10. Quick-Reference Glossary
- ANN (Approximate Nearest Neighbour): Fast vector similarity search (HNSW, IVF).
- HNSW (Hierarchical Navigable Small World): Graph-based ANN index; O(log n) search.
- BM25: Probabilistic keyword ranking algorithm; strong sparse retrieval baseline.
- RRF (Reciprocal Rank Fusion): Merges multiple ranked lists for hybrid search.
- HyDE (Hypothetical Document Embeddings): Generate a fake answer, then embed it for retrieval.
- CoT (Chain-of-Thought): Prompt the model to show step-by-step reasoning.
- ReAct (Reasoning + Acting): Interleave thought traces with tool calls in an agent loop.
- HITL (Human-in-the-Loop): Explicit human review/approval step in an automated pipeline.
- SFT (Supervised Fine-Tuning): Train LLM on labelled (prompt, completion) pairs.
- DPO (Direct Preference Optimisation): Alignment via preference pairs, no reward model.
- LoRA (Low-Rank Adaptation): Parameter-efficient fine-tuning via low-rank weight matrices.
- PPO (Proximal Policy Optimisation): RL algorithm used in RLHF training.
- Grounding: Tying model outputs to verifiable sources (RAG, citations, structured DB lookup).
- Guardrails: Input/output filters that enforce safety, format, and policy constraints.
- Context window: Maximum tokens an LLM can process in one call (input + output).

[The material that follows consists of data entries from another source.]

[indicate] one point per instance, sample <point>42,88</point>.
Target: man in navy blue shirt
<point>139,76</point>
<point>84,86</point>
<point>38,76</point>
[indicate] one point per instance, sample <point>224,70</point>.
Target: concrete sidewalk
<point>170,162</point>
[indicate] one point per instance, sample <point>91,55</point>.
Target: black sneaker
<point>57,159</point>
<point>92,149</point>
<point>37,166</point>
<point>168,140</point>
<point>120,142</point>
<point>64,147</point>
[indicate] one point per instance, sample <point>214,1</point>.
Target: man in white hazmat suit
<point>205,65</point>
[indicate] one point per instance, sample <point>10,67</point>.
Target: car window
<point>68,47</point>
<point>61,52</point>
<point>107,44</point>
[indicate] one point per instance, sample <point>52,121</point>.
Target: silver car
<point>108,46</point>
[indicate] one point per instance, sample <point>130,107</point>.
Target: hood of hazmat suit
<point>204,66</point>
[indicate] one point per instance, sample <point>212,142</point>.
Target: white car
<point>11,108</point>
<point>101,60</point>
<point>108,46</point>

- Hallucination: Model generates plausible but factually incorrect or fabricated content.
- Temperature: Sampling parameter (0=greedy, >1=random). Lower = more deterministic.
- Pass@k: Probability that at least one of k generated code samples passes all tests.

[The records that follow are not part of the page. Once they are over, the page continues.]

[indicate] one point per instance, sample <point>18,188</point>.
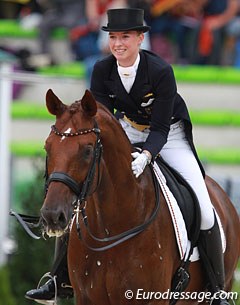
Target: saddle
<point>185,197</point>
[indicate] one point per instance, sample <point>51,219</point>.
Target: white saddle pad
<point>183,243</point>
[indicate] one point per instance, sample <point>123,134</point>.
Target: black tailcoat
<point>153,99</point>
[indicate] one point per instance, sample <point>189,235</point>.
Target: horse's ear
<point>89,104</point>
<point>54,105</point>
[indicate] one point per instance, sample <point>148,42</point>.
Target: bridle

- RAGAS (RAG Assessment): Automated eval framework for RAG pipelines (context precision/recall, faithfulness).
- LLM-as-Judge: Using a strong LLM to score/compare outputs of another model.
- Tool calling: Structured mechanism for LLM to request execution of external functions.
- Embedding: Dense vector representation of text; semantic similarity = cosine proximity.
- Vector DB: Database optimised for storing and querying high-dimensional embeddings.
- Chunking: Splitting documents into smaller pieces before embedding for RAG indexing.
- Reranker: Cross-encoder model that re-scores retrieved chunks for precision (e.g., Cohere Rerank).
- MCP (Model Context Protocol): Open standard for LLM ↔ tool/data integrations.
- C4 Model: 4-level architecture diagram framework: Context, Container, Component, Code.
- ADR (Architecture Decision Record): Document capturing a design choice and its rationale.
- Shadow eval: Run new model version on prod traffic in parallel before promoting.
- Trajectory eval: Evaluate the full sequence of agent actions, not just the final answer.